Opinion
INDEX NO. 601153/2015
02-23-2017
NYSCEF DOC. NO. 488
SHORT FORM ORDER
Present: HON. TIMOTHY S. DRISCOLL Justice Supreme Court Motion Seq. No. 9
Submission Date: 2/2/17
The following papers have been read on this motion:
Notice of Motion, Affirmation in Support and Exhibits.............................x
Memorandum of Law in Support.................................................................x
Affirmation in Opposition and Exhibits.......................................................x
Memorandum of Law in Opposition............................................................x
Reply Affirmation in Support and Exhibits.................................................x
Reply Memorandum of Law in Further Support........................................x
This matter is before the Court for decision on the motion filed by Defendant Alexander Markowits ("Markowits") and Nominal Defendants Parkshore and Renaissance (collectively "Company") ("Defendants") on December 2, 2016 and submitted on February 2, 2017. For the reasons set forth below, the Court denies the motion.
BACKGROUND
A. Relief Sought
Defendants move for an Order, pursuant to this Court's inherent powers to oversee and enforce stipulations of settlement in a still-pending action, dismissing this action in accordance with the settlement arrived at between the parties pursuant to CPLR § 2014, and enforcing the settlement entered into by the parties.

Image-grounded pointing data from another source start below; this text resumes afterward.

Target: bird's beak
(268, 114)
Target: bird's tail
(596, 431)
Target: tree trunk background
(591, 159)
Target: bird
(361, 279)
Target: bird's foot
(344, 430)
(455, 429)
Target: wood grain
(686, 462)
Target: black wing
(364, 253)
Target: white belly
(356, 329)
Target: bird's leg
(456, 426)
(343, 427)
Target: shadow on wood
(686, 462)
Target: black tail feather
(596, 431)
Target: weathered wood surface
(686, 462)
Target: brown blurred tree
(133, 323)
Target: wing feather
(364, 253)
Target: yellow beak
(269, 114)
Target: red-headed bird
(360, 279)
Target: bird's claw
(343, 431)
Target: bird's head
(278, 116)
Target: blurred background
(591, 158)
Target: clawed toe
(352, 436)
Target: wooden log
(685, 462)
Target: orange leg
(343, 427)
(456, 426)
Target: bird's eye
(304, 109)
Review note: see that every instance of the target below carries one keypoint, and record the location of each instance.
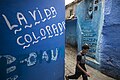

Plaintiff Barry Friedman ("Friedman" or "Plaintiff"), individually as a 90.1% membership interest holder and derivatively on behalf of Parkshore Home Healthcare, LLC ("Parkshore") and Renaissance HHA, LLC ("Renaissance") (collectively "Company") opposes the motion.
BACKGROUND
B. The Parties' History
As noted in the Court's prior decisions ("Prior Decisions") regarding the above-captioned action ("Instant Action"), Plaintiff commenced the Instant Action, derivatively on behalf of Parkshore and Renaissance, seeking damages for alleged breaches of fiduciary duty by Markowits, as managing member of the Company, and seeking access to confidential and proprietary Company records. On March 16, 2010, Friedman and Markowits entered into a series of agreements providing Markowits with the right to acquire up to 100% of Friedman's membership interest. Plaintiff contends that Markowits does not own the Company because he has defaulted in making certain payments under the agreements controlling the purchase and sale of the Company. Markowits contends that he could not have defaulted because Friedman was already in material breach of the agreements for failing to disclose several pending investigations by various State-related entities for Medicaid fraud, among other matters. The Court incorporates its Prior Decisions by reference as if set forth in full herein. Those Prior Decisions contain extensive detail regarding the Instant Action, as well as a related pending action in Kings County Supreme Court ("Kings County Action").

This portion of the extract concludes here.